2. Register Tables
Our catalog is created and we can start registering tables in it.
Step 1: Select Data¶
We'll utilize the following four source tables of our Credit Default Dataset:
Table | Description |
---|---|
NEW_APPLICATION | Records new loan applications. |
PRIOR_APPLICATIONS | Contains data on prior loan applications and the final decision. |
CONSUMER_LOAN_STATUS | Tracks consumer loans status. |
CONSUMER_INSTALLMENTS | Logs monthly installments for consumer loans at the time of payment. |
Two source tables are left for you to explore.
Table | Description |
---|---|
CASH_LOAN_STATUS | Tracks cash loans status. |
CASH_INSTALLMENTS | Logs monthly installments for cash loans at the time of payment. |
Step 2: Locate Your data¶
From the menu, go to the Explore section and access the Source Tables.

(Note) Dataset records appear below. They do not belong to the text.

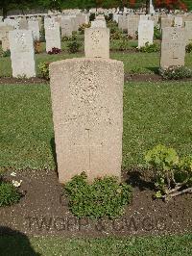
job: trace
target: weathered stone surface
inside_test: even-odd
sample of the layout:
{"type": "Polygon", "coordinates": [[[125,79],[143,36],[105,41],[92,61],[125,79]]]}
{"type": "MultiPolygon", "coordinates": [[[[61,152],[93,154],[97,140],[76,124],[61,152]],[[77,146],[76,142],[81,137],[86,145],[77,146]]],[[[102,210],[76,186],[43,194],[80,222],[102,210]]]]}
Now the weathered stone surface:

You will find the four tables under the DEMO_DATASETS database and the CREDIT_DEFAULT schema.
Step 3: Understand Table Types¶
For accurate feature derivation, FeatureByte needs to recognize the roles of different tables.
Each table should be assigned a specific type based on its structure and purpose:
-
NEW_APPLICATION --> Dimension table.
Why Dimesion Table?
While we could have registered this as an Event table, this table contains only a subset of the applications. By setting it as a Dimension Table, we disable aggregations, preventing potentially non-meaningful computations.
-
PRIOR_APPLICATIONS --> Event table.
Why Event Table?
The table records final decision events for prior applications, making it suitable for an Event Table designation.
-
CONSUMER_LOAN_STATUS --> Slowly Changing Dimension (SCD) table.
Why Slowly Changing Dimension Table?
The table tracks loan statuses and dynamic fields that change over time, making it a Slowly Changing Dimension (SCD) Table.
-
CONSUMER_INSTALLMENTS --> Time Series table.
Why Time Series Table?
While we could have registered this as an Event Table, installment payments occur monthly. By defining it as a Time Series Table, we ensure calendar month aggregation, aligning with the event frequency.
Note
If you are interested in a use case that exploits item table, check out the Grocery UI Tutorials.
Step 4: Register the NEW_APPLICATION table¶
-
Select the NEW_APPLICATION table.
-
Click on
-
Set the table type as Dimension Table.
-
Specify its Dimension ID Column.
-
Specify the Record Creation Timestamp Column if applicable.
Step 5: Register the PRIOR_APPLICATIONS table as an Event Table¶
-
Select the PRIOR_APPLICATIONS table.
-
Click on
.
-
Set the table type as Event Table.
-
Identify the Event Timestamp Column.
The Event Timestamp Column must be a UTC Timestamp or a Snowflake TIMESTAMP_TZ
The Event Timestamp Column must be a UTC Timestamp or a Snowflake TIMESTAMP_TZ. Support for string-based datetime format and local time records will be added soon.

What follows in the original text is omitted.